The controls for Crysis 2 resemble other modern first-person shooters, with a few odd exceptions. Since both L2 and R2 are assigned to Nanosuit functions — armor and invisibility respectively — grenades are thrown by double-clicking the triangle button. I found this fairly awkward at first, but I quickly became accustomed to this layout. Grenades play a small role in Crysis 2, anyway — using them is rarely practical. Most people will be able to pick up and play Crysis 2 without any control issues.
In Crysis 2, Crytek included a multiplayer mode from the get-go. Online play allows all players to access the functions of the nanosuit, making for what would seemingly be an interesting experience. Unfortunately, the multiplayer mode is not as spectacular as the single-player campaign. While it is certainly enjoyable, some key issues mar the experience. Essentially, it puts a bunch of overpowered soldiers into a match together. The same functions of the nanosuit that make the campaign so enjoyable make the multiplayer mode feel repetitive. You consistently shoot someone who has more armor or who is invisible — now, this scenario is not brought on by a lack of skill, but due to the fact that they are some of the only abilities available. Plus, the “You’ve been disconnected from the server” message appears far to often for my liking. The multiplayer can certainly provide several hours of fun, but it is by no means as addictive as Call of Duty.

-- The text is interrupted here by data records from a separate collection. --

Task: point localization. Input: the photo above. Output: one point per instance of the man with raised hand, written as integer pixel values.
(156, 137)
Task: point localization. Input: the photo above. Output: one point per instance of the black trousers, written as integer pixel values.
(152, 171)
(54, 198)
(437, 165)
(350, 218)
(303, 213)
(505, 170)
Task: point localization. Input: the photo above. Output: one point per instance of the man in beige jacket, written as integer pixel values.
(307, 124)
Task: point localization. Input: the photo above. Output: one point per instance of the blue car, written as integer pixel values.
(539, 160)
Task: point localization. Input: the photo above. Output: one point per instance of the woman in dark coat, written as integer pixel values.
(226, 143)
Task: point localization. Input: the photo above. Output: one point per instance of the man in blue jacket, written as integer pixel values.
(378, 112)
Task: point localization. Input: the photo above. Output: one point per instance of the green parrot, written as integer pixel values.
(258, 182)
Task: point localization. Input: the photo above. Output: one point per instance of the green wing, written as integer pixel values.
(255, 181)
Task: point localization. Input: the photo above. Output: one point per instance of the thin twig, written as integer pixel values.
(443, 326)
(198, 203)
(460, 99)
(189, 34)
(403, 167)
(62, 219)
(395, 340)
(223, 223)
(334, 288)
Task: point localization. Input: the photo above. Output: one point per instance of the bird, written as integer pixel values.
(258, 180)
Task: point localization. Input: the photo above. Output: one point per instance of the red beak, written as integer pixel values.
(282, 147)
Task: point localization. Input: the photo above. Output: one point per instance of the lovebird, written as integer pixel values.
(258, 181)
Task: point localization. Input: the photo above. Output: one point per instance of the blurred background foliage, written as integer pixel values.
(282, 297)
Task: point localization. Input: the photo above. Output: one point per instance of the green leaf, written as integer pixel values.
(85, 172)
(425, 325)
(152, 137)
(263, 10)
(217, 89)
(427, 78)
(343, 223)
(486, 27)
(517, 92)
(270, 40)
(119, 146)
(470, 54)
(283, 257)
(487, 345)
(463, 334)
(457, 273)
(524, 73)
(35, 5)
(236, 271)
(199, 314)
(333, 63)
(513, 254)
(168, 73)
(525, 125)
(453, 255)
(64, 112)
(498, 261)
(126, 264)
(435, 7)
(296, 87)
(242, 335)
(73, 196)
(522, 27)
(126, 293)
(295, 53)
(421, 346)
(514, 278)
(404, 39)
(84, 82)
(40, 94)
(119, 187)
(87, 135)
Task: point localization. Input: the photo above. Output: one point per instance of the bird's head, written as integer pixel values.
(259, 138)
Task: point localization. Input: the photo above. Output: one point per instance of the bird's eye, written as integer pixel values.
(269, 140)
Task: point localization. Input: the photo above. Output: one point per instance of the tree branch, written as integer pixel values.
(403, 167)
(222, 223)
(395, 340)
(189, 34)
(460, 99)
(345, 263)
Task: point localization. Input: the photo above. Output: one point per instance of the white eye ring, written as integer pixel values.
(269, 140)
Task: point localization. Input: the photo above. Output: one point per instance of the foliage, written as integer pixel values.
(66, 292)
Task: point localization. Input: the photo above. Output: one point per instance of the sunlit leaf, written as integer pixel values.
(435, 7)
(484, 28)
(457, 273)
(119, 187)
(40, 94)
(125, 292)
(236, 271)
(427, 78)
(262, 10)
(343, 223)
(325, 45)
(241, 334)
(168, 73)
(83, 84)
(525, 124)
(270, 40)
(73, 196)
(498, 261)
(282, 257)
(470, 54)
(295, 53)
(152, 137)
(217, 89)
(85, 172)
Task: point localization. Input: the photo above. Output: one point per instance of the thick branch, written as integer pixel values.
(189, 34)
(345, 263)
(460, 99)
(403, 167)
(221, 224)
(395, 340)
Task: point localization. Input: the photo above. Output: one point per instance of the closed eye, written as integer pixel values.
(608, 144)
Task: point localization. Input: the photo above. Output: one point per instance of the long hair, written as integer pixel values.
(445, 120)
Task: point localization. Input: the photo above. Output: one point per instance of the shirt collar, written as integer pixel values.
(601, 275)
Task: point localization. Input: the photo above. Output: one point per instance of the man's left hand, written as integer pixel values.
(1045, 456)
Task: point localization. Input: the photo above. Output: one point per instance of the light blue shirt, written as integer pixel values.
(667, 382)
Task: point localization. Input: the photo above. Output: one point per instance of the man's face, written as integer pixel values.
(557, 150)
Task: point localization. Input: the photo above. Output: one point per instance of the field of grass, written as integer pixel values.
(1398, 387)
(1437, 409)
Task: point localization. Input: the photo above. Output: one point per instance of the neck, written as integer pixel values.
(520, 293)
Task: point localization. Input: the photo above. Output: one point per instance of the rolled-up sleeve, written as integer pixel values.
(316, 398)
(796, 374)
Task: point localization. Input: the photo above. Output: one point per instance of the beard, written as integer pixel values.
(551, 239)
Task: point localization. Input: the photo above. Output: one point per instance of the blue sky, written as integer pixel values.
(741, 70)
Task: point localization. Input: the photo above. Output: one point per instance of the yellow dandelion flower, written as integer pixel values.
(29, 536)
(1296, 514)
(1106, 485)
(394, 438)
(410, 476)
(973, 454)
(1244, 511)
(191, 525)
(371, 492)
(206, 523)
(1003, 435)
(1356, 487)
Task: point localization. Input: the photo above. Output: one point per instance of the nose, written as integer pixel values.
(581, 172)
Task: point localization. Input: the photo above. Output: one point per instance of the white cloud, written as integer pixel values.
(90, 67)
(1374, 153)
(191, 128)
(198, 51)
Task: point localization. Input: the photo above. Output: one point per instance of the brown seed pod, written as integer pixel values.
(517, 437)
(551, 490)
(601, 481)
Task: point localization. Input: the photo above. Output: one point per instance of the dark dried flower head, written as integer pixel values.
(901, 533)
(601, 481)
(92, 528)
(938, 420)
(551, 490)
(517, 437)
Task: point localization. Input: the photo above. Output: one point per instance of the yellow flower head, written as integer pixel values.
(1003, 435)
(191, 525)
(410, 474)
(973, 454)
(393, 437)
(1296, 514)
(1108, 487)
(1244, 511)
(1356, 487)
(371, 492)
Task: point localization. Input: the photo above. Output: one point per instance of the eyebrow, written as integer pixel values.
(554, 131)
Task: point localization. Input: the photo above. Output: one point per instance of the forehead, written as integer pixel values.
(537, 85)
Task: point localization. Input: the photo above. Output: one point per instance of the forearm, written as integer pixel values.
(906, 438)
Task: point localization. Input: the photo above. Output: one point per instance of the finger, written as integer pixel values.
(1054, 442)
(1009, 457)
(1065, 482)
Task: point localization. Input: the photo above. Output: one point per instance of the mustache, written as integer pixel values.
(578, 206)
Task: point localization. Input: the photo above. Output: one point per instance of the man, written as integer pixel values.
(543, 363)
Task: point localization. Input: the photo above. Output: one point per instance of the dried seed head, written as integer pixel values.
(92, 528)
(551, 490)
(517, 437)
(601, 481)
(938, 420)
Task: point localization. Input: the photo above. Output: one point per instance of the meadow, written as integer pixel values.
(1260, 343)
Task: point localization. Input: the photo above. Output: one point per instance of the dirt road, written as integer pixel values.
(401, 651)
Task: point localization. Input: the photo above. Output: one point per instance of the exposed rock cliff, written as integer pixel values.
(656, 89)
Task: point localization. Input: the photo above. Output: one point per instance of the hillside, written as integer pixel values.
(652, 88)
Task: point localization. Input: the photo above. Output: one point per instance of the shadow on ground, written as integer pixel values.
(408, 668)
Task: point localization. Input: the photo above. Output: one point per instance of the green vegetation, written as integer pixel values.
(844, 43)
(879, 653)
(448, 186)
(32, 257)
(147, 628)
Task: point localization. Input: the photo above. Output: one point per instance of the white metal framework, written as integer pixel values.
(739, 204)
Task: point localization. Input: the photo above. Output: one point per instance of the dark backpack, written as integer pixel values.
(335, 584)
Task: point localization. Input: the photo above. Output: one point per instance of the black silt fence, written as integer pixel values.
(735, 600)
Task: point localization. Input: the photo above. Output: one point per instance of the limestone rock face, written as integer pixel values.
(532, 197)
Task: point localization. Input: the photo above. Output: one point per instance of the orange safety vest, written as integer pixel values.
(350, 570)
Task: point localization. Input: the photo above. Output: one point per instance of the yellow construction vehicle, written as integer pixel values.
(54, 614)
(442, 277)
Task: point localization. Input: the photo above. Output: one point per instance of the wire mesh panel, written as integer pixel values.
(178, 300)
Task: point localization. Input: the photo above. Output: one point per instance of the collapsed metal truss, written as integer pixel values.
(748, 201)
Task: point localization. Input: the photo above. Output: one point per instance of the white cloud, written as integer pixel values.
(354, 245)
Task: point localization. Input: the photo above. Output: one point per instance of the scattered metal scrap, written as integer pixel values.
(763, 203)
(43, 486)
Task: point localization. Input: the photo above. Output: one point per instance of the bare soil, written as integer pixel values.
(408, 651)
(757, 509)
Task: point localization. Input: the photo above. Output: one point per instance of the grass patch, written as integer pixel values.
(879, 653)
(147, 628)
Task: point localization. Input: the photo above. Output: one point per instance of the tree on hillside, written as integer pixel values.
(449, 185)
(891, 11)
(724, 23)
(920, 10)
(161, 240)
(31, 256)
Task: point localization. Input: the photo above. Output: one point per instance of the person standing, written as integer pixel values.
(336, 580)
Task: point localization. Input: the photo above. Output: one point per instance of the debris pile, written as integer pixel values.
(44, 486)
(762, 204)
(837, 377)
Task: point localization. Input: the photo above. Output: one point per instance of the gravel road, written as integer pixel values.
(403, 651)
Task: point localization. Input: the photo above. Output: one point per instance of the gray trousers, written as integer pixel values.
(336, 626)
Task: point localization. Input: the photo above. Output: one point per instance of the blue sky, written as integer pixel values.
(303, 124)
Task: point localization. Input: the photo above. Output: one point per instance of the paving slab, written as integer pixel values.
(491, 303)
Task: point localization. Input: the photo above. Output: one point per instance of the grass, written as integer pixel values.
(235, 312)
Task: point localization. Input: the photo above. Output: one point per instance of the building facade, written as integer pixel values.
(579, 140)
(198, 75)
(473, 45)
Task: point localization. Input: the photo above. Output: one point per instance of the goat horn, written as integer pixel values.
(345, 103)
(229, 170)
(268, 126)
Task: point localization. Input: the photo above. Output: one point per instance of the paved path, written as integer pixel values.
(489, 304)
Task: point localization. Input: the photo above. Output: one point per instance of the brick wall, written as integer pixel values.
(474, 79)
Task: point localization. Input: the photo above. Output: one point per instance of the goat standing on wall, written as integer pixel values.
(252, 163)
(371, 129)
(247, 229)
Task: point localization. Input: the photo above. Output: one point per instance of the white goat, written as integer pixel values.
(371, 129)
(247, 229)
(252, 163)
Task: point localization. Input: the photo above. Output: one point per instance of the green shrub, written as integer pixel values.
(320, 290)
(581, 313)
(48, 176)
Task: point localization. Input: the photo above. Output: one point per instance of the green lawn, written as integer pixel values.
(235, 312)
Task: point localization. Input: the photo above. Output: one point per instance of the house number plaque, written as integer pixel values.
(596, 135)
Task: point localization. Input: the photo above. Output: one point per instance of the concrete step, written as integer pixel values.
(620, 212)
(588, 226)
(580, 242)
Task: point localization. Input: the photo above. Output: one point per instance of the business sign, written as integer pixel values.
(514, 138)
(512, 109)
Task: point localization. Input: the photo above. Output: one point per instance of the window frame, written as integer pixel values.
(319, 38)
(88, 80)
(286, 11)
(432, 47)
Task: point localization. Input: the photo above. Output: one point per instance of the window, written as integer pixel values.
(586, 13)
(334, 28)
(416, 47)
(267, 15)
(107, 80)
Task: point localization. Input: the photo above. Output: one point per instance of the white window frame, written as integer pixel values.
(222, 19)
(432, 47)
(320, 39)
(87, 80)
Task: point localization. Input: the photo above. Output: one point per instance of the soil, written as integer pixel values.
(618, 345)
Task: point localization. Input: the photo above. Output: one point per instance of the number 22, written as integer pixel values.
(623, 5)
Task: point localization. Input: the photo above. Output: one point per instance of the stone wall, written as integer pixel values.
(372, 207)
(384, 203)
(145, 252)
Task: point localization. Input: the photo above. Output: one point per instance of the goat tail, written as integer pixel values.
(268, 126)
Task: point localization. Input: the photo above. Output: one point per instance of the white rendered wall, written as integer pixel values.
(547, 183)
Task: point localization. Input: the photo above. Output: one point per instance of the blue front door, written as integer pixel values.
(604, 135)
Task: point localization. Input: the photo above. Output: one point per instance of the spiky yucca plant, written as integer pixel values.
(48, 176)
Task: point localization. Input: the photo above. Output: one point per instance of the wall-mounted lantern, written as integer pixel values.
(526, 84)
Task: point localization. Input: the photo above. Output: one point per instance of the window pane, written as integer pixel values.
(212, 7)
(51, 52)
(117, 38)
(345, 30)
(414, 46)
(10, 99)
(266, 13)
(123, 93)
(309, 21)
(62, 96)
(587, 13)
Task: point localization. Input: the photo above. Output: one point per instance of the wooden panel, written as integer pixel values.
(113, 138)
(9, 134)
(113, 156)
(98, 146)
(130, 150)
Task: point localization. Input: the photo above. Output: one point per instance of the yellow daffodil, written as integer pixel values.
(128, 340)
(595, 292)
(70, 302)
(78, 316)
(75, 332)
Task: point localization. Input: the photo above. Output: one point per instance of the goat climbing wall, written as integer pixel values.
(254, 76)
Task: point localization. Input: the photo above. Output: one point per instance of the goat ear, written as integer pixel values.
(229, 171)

Of all aspects of Crysis 2, the game’s graphics remained at the forefront of pre and post-release discussion — for good reason. To put it simply, Crytek’s shooter is the prettiest multi-platform release to date. The first time you encounter some of the stunning visuals the game has to offer, you’ll likely find yourself standing still, jaw agape, soaking up the scenery. Crysis 2, a showcase of dazzling technology, raises the bar for graphics in the FPS genre. Throughout the game I experienced only one visual bug — a temporarily invisible weapon — and simply switching my weapon remedied the issue. Crytek did a great job with the game’s voice acting, too. It isn’t perfect — there are a few moments when I just don’t buy it — but it is well above the average game’s voice acting.
In its entirety, Crysis 2 is the best first-person shooter on the market. It brings everything to the table that a great FPS should have, like a solid multiplayer component, stunning visuals, engaging audio, an engrossing campaign, and innovative gameplay. The game is fun from beginning to end, and comes highly recommended.